The FTSE 100 is full of interesting and exciting companies. Some are instantly recognisable, and others aren’t as well-known. I’ve got £500 to use to buy stocks, and I think I’ve found two of the hidden gems of the index to add to my portfolio. Let’s take a closer look.
A growing business
The first business I’m focusing on is asset manager Schroders (LSE:SDR). In the past three months, the shares are down 12.6% and are currently trading at 2,640p.
For the six months to 30 June, the firm’s assets under management (AuM) grew by 1% to £773bn.
This is positive news, especially given that rival companies have reported dwindling AuM figures. Ashmore, for instance, saw its AuM decline heavily in the first half of 2022.

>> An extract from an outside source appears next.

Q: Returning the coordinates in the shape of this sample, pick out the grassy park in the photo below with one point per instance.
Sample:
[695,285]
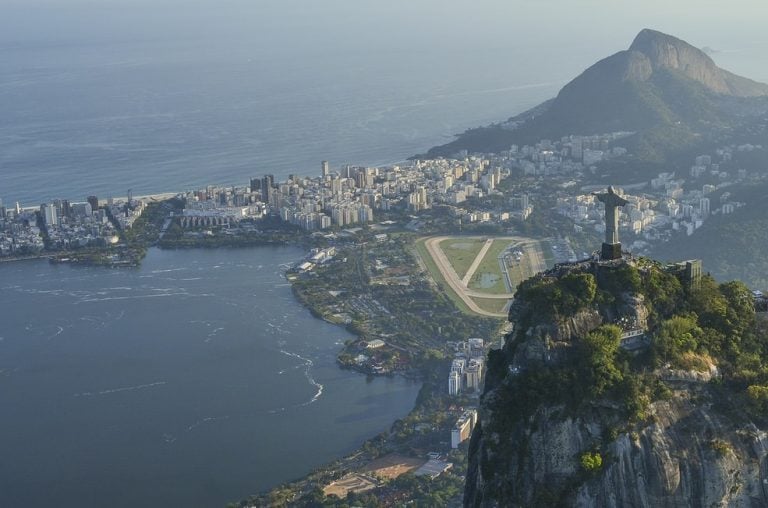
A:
[461,252]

Also, for the same period, Schroders reported that operating profit increased by 2%, although pre-tax profit fell by 16%. This is likely the result of inflation, which is beginning to eat into the firm’s balance sheet.

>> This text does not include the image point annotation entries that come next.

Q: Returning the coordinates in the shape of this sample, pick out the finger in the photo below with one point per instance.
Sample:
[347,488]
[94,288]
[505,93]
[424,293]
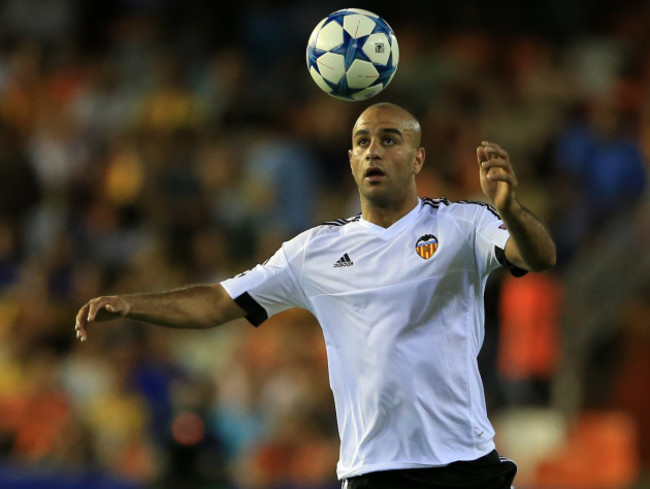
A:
[80,323]
[497,163]
[498,175]
[94,307]
[493,149]
[481,155]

While many companies are suffering from inflation-related problems at the moment, I’d like to see pre-tax profits rise in coming quarterly reports.
Investment bank Credit Suisse recently upgraded the business, stating that it was trading at a “deep discount” and boasts a diverse portfolio.

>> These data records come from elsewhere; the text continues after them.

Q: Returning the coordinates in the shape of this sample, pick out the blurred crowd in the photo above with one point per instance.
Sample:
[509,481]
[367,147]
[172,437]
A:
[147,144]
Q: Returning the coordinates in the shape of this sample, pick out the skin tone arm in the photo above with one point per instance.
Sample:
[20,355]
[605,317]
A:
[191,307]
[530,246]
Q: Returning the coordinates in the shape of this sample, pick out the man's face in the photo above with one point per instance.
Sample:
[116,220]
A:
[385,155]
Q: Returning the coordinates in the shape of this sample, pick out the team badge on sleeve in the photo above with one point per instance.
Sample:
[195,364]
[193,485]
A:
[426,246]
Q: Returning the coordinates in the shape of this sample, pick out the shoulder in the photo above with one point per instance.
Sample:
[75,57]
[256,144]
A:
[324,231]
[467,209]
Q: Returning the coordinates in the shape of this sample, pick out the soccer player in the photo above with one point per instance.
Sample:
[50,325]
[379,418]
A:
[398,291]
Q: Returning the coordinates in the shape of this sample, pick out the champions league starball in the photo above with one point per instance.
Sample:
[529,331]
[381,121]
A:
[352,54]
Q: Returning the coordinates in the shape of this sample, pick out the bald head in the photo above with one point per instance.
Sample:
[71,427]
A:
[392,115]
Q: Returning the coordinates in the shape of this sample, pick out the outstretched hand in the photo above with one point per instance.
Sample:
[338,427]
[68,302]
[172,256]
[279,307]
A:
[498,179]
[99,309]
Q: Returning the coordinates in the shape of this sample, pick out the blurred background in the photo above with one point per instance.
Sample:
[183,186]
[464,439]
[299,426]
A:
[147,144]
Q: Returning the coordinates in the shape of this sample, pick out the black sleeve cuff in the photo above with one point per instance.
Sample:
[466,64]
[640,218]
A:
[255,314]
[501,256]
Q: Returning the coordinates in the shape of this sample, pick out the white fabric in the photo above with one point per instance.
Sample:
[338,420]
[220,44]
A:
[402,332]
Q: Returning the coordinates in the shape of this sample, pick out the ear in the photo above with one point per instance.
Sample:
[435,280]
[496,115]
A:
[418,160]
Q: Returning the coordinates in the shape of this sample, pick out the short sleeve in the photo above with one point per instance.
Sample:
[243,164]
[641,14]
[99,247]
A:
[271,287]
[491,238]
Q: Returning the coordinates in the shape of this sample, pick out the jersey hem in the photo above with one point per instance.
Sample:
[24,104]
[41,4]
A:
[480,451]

It’s also in a good state of financial health, with cash of $5.09bn dwarfing its total debt of $373.5m. This should ensure that it can weather any storms that come its way in the short term.
Room for improvement?
Second, Premier Inn owner Whitbread (LSE:WTB) has seen its share price fall 9.55% over the last three months. At the time of writing, the shares are trading at 2,532p.
The firm was battered by the pandemic, which forced its hotels and restaurants to close for many months at a time. For the year ended February 2021, the company slumped to a £1bn pre-tax loss.
Threats remain, however, in the form of cost inflation.
Despite this, for the three months to 31 March, the business stated that it was seeing a continued rebound in demand after the pandemic.
UK accommodation sales surged over 200%, compared to the same period in 2021. Furthermore, they remained over 21% higher than 2019 levels.
As a potential shareholder, it was promising to read that total group sales were over 286% greater than the same period in 2021. While the firm definitely isn’t out of the woods yet, it’s clear that a recovery is in progress.
Overall, both of these lesser-known companies appear to be running smoothly. While both have suffered in recent years, they look to be recovering at a swift pace. Investing in both also gives me the chance to diversify my own portfolio. As such, I’ll use my £500 to buy shares in the two businesses soon.